Sometimes cancer challenges our deepest-held beliefs. And sometimes we wish it would, but it doesn’t.
I’ve never believed in an afterlife, not really. I was raised with a mishmash of beliefs, a cherry-picked amalgam of spirituality and magic, cobbled together from family tradition and eastern practices. And most of them just didn’t take.
I mean, I love the way celebrating Jewish holidays connects me to my family, living and dead, and to a community that I belong to by birth, yet know less about than most students of the history of religion. I love being Jewish. And I loved the beautiful Sant Mat books my mom gave me to teach me about reincarnation and returning to the sea of love. Karma and mitzvahs are beautiful ideas, both of which encourage kindness to one another.
I do believe in kindness.
And somehow that I can't pin down or properly articulate, I believe in some sort of Earth magic, where there's something in the very fabric of our planet and the life on it that is more, and that can't be explained.
But mostly I just believe in science, and try as I might, I just don’t believe that I will continue to exist after I shake off this mortal coil. I don’t believe that there is a heaven waiting for me; and I don’t believe that I will be reincarnated, either as a lower form of life (come to think of it, I don’t really believe that any form of life is higher or lower) or as a more enlightened being. I don't think that Teva, as we all know her, gets to continue as an entity when the energy of the body has transferred into some other kind of energy here on Earth.
Yet here I am, facing the likelihood of my early demise, and I want, want, want to believe in something more, but I can’t. I just can’t. I believe in science, in the magic and beauty of nature, in infinite wonder. And before cancer, that was enough for me.
But sometimes it just breaks me in half because I am so hungry for this world. I want to devour it. To eat it up and wring it out and pick its fat out of my teeth.
And I know that in a normal life span I could never have enough, so how will I be sated?
So I strain against the constraints of time and space, of this life. And I wish for more…even though I simply do not believe that I’ll get it. I see friends taking great comfort in their personal relationships with their gods or spiritual leaders, and I am virulently jealous.
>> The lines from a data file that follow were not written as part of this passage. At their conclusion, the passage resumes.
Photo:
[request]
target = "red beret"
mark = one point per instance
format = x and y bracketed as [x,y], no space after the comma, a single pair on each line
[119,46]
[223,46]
I once heard a kid (probably on an NPR podcast, or something) describe what they believe happens when we die as this: everybody gets what they believe in.
But you can’t make yourself believe, now, can you?
And yet, every time somebody tells me that they’re praying for me, I say thank you, and I mean it. I can’t explain how it is that I believe that will help, or the depth of gratitude that I feel for each person who keeps me in their thoughts in that personal sacred moment.
And I hold up what I believe, this vague and shabby nothing tinged with hope and loving kindness, against the beauty and glittering wonder of my friend’s and family’s faith. There’s not enough to wrap myself in, and it’s not something you can borrow.
I tried, once, to open up to a group that I thought might understand, and I looked around at a circle of my peers, all living with metastatic cancer, and they looked back with sad, kind eyes, but no recognition. Not one arm went up to say, yes, I’m scared too, because I don’t know how to believe.
Atheism doesn’t sit well with a terminal diagnosis.